The Concorde Square was designed in the XVIIIth century by Gabriel. In its center, the Obelisk of Luxor. It is 33 centuries old and was brought from Egypt in 1836. During the revolution, the guillotine was set up on this place where the king Louis XVI and the queen Marie Antoinette were beheaded.
Alexander III Bridge
The Alexander the Third Bridge is the most luxurious bridge in Paris. It was built to commemorate the Franco-Russian alliance at the end of the last century. In its middle, a representation of Saint Petersbourg and the Russian river Neva.
Built between 1887 and 1889 by the French architect Gustave Eiffel, the tower was the most imporant monument of the 1889 World Fair. The Eiffel Tower is more than 1000 feet high and weighs 6400 tons. It has three floors with shop and restaurants.
On the left bank the former Orsay railroad station built by Laloux in 1900 for the World Fair.

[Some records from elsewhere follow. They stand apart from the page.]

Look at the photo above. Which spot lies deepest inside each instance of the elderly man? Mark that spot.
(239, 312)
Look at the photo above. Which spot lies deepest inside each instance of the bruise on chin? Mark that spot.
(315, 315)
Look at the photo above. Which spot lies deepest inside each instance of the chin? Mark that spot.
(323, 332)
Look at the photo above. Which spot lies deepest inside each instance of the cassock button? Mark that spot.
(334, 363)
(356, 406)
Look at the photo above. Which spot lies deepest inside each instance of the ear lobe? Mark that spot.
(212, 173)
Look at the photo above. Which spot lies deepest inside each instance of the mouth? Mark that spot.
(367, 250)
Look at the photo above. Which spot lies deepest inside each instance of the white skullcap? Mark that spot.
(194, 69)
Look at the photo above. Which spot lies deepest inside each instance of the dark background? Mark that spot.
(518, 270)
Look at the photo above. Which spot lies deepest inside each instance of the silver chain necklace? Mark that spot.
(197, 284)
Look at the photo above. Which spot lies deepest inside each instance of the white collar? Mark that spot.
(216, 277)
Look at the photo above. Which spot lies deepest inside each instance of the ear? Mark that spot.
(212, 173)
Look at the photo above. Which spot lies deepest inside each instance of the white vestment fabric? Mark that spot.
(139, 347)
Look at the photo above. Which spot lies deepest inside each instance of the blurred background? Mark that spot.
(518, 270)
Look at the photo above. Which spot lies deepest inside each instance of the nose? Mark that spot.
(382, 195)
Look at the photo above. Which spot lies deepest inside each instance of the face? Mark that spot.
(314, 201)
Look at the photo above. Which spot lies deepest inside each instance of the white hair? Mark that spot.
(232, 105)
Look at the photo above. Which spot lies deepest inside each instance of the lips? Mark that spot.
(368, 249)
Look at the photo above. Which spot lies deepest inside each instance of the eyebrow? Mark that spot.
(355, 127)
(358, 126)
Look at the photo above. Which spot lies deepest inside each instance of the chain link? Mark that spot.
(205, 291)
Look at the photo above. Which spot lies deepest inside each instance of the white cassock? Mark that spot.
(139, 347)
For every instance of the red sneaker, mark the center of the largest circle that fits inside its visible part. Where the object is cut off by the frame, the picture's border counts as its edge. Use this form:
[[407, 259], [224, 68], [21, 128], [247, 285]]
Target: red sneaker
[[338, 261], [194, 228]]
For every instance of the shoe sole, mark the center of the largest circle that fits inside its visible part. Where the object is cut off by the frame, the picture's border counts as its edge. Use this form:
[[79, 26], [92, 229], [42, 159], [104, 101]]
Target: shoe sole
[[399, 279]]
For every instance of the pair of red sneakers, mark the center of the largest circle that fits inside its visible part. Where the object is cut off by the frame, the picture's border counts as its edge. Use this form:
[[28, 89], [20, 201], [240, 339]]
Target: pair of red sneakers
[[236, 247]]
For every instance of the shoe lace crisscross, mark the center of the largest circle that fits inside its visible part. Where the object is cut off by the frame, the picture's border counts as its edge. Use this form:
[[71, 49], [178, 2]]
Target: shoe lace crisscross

It has been converted into an extraordinary museum, the Orsay Museum, which is dedicated to the XIXth century art production with its masters, such as Renoir, Monet or Van Gogh.
The construction of the Notre Dame Cathedral began in 1163 and took more than two centuries. The two towers, a fine example of primitive gothic style, are over 200 metres high. Notre Dame is famous for its sculptures, its gargouilles, but also for its glass windows.
The Arcole Bridge leads to the City Hall built in the neo-renaissance style. In front of it, the statue of Etienne Marcel, the first mayor of Paris in the XIVth century.
The Pont-Neuf (the New Bridge) is, in spite of its name, the oldest bridge of Paris. Finished under Henry IV in 1606, it was the first bridge of Paris built with stones.